Principal Investigator: Alessia Melegaro
Abstract: Population structure and change and social contact patterns are major determinants of the observed epidemiology of infectious diseases, including the consequences on health. Demographic structure and the components of demographic dynamics are changing over time and substantially differ within countries and most critically between countries. However, some of the overall consequences of demographic changes remain unclear, though urbanisation and fertility decline will certainly have a profound impact on social structures, family composition and, as a consequence, on disease spread and on the identification of effective public health measures.
DECIDE will explore the following questions:
1. What are the major short- and medium-term impacts of demographic changes on the patterns of infectious disease (morbidity and mortality)?
2. How are these demographic changes affecting contact patterns that are of fundamental importance to the spread of infectious diseases? Are there new and different modes of transmission within and between populations?
3. What are the implications of demographic changes for infection control strategies? What is the interplay between demographic changes and public health policies in shaping future trajectories of infectious diseases?

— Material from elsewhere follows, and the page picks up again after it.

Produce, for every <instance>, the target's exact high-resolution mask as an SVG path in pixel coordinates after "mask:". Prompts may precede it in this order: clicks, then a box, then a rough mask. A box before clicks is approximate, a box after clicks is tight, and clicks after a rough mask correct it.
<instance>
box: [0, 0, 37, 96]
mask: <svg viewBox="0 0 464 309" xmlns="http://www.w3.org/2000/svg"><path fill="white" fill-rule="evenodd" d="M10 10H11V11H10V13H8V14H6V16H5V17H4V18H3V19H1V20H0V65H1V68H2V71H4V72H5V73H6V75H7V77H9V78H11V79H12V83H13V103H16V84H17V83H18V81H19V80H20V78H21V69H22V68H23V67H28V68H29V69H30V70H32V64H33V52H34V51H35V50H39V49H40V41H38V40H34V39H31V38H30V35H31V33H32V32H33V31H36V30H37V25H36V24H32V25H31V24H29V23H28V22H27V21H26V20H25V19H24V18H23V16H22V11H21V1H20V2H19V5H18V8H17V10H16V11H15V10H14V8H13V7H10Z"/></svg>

In order to answer these questions, DECIDE will use the following strategy: analyse harmonised demographic and health survey data (DHS), and health and demographic surveillance system data (HDSS); develop new estimates of social contact patterns and other socio-demographic variables collecting data from representative samples of both urban and rural settings in selected countries; develop a theoretical framework to predict the likely chains through which demographic change influences the burden of infectious diseases; develop and parameterise mathematical population models for the transmission of infectious diseases to evaluate the impact of public health measures under changing demographic conditions.